The Palestinians are increasingly lobbying nations for recognition as leverage toward an elusive peace deal with Israel, and they are finding a sympathetic ear in South America — a region with long-standing cultural ties, diplomatic alliances and increasing trade with the Arab world.
Brazil started the trend with its recognition on Dec. 3, then put trade with Arab nations squarely on the regional agenda when it hosted last month’s summit of the Mercosur economic bloc. These relationships also should be on full display at a wider South American-Arab summit next month in Lima, Peru.
But while securing foreign investment is a top priority for South America’s leaders, they also have other reasons for following Brazil’s lead.
“Obviously we’re interested in more investments, but to think that because there’s a bigger investment or a new Arabic investment it’s going to define a foreign policy, it seems to me that this is to underestimate the independence, the judgment and the seriousness of the foreign policies of the countries of South America,” Peruvian Foreign Minister Jose Antonio Garcia Belaunde said.
Brazil, Argentina, Ecuador and Bolivia sided with Palestinian President Mahmoud Abbas last month by not only endorsing statehood but insisting on borders predating the Six-Day War in 1967, when Israel seized large swaths of territory held by Palestinians. After consulting with both Abbas and Israeli Prime Minister Benjamin Netanyahu, Chilean President Sebastian Pinera also decided to recognize Palestinian statehood on Friday. However, Chile’s position was studiously neutral, avoiding the border question and urging both sides to keep negotiating.
Chilean Foreign Minister Alfredo Moreno said on Monday that the issue “has to be worked out between Israel and Palestine,” along with other questions ranging from water rights to security to the handling of refugees.
Venezuela previously recognized an independent Palestine in 2005, and Uruguay, Paraguay and Peru are also considering whether to join the more than 100 nations that have done so.
Chile and Argentina have their own reasons for their border stances.
Recognizing pre-1967 borders for a Palestinian state could undermine Chile’s own refusal to cede territory it won from Peru and Bolivia in 1879. Both countries still actively campaign for rights to this territory, and Peru’s case is pending before the International Court of Justice in The Hague, Netherlands.

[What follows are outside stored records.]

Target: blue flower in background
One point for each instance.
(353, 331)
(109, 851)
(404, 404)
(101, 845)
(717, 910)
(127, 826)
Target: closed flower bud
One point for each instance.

Argentina, meanwhile, sees itself as the victim of an illegal land seizure — Britain’s control of the Falkland Islands, which Argentina calls the Malvinas and still claims despite losing a disastrous war over the archipelago in 1982. The Palestinians have long supported the position Argentina raises in nearly every international forum: that Britain violates UN agreements by refusing to negotiate the islands’ sovereignty.
Cultural ties are also key. Brazil and Paraguay have sizable Lebanese populations, Syrians are prominent in Argentina and Chile’s Palestinian community, about 400,000 strong, is among the largest outside the Middle East.